Don’t be afraid to keep your elbows high in the ticket lineup. When I was there, two women and a man muscled in front of me with complicated purchases involving multiple tickets and ID cards before I figured that out. (Georgians with ID pay a different price than foreign tourists.)

Inside the cave.

On the first Sunday in June, my English language tour at noon had more than a hundred people on it. The cave has paved paths with handrails and a lot of stairs up and down between its many levels, but in most places you have to walk in single file and you have to keep moving because they’re just marching one tour after another through in a continuous line. Consequently, I only really heard or saw my tour guide in the two largest halls. There were just too many people ahead of me. Nevertheless, I feel it was worth the money. The weird rock formations spoke for themselves.

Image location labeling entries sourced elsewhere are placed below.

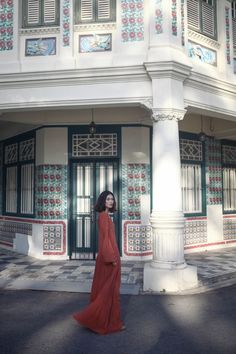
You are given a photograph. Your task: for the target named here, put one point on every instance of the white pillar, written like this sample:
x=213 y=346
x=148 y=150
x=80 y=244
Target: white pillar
x=168 y=271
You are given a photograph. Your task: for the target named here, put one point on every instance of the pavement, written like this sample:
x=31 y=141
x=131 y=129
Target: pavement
x=216 y=269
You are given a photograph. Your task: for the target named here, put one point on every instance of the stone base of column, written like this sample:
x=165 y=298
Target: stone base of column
x=175 y=278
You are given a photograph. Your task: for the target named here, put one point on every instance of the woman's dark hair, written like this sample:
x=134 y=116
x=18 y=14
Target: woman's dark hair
x=100 y=204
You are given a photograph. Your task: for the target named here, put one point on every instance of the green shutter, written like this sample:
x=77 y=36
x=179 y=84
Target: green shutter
x=87 y=11
x=32 y=12
x=193 y=12
x=49 y=11
x=103 y=10
x=208 y=19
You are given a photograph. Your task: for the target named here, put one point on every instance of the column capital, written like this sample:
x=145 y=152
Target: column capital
x=162 y=114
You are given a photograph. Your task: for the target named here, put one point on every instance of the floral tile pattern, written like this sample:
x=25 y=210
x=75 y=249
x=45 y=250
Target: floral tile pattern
x=66 y=22
x=51 y=192
x=132 y=17
x=158 y=17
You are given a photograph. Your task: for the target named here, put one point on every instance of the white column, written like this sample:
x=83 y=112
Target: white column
x=168 y=271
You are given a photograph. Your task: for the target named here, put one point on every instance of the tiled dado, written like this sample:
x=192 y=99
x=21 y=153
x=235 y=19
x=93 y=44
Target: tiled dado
x=53 y=233
x=137 y=239
x=51 y=192
x=195 y=231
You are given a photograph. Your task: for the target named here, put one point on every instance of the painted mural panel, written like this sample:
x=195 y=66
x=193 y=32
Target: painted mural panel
x=40 y=47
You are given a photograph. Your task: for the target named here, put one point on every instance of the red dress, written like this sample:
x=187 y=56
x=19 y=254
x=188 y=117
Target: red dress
x=102 y=315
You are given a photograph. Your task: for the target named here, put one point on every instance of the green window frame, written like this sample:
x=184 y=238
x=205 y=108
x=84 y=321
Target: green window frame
x=192 y=175
x=40 y=13
x=234 y=22
x=202 y=17
x=18 y=176
x=90 y=11
x=229 y=176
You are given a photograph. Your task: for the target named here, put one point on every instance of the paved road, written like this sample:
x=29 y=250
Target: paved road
x=40 y=322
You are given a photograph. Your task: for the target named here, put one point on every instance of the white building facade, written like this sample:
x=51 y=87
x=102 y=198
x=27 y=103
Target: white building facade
x=157 y=81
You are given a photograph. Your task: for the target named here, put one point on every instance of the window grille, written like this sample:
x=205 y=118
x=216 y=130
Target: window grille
x=19 y=177
x=84 y=145
x=202 y=16
x=95 y=11
x=11 y=189
x=191 y=175
x=40 y=13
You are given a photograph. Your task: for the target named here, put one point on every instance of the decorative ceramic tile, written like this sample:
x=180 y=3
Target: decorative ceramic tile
x=137 y=239
x=195 y=231
x=6 y=24
x=135 y=182
x=190 y=150
x=182 y=23
x=229 y=154
x=229 y=228
x=52 y=237
x=132 y=17
x=174 y=17
x=66 y=22
x=95 y=43
x=213 y=172
x=227 y=33
x=158 y=17
x=199 y=52
x=40 y=46
x=51 y=192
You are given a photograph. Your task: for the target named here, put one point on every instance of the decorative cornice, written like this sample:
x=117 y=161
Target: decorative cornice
x=199 y=38
x=74 y=76
x=85 y=103
x=168 y=69
x=210 y=84
x=95 y=27
x=39 y=31
x=147 y=103
x=161 y=114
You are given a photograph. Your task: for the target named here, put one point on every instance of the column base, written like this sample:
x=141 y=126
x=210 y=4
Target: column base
x=169 y=280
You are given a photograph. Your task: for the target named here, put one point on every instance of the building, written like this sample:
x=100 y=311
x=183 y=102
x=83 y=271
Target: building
x=135 y=96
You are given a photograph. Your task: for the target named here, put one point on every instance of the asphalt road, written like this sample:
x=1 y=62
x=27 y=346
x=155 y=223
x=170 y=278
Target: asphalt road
x=40 y=322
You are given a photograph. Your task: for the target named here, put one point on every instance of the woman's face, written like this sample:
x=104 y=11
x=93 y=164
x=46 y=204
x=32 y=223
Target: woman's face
x=109 y=202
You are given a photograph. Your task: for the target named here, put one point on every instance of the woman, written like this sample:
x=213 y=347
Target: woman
x=102 y=315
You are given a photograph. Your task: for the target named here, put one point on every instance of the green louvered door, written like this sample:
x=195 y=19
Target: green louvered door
x=89 y=179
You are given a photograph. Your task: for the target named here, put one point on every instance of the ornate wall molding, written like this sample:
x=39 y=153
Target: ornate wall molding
x=39 y=31
x=160 y=114
x=199 y=38
x=95 y=27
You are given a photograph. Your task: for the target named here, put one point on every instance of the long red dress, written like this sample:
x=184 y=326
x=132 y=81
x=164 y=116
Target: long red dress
x=102 y=315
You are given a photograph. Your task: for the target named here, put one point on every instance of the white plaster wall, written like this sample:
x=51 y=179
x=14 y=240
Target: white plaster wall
x=135 y=145
x=52 y=146
x=214 y=223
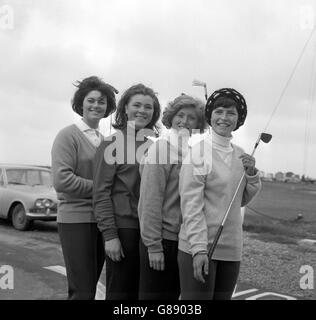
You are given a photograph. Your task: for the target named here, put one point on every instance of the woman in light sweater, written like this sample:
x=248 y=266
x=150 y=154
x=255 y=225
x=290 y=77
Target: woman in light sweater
x=72 y=167
x=207 y=185
x=159 y=203
x=116 y=189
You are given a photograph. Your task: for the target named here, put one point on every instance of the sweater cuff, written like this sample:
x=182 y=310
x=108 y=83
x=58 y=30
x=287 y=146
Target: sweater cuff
x=109 y=234
x=253 y=179
x=157 y=247
x=198 y=248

A rock formation with a hole through it.
This one looks like a pelvic bone to me.
And these ones are kind of phallic. A lot of photos taken inside the cave come out blurry. It’s very large inside and a regular camera flash can’t illuminate it all.
This formation was like a pipe organ.
With no tour guide in sight, tourists like this one can climb over the railings and touch the formations.
I love how weirdly Lovecraftian this stuff is.

There’s a boat ride on an underground river at the end. You can save a few lari by skipping it, but I think it was the best part.

The photos come out looking like the light trip at the end of 2001: A Space Odyssey.
All good things come to an end.
Buses take you from the boat dock back to the parking lot. They can get a bit crowded.

If you have the option, I recommend seeing this attraction in the off season, as you’ll be more likely to have a small group and you may be able to hear what the tour guide has to say.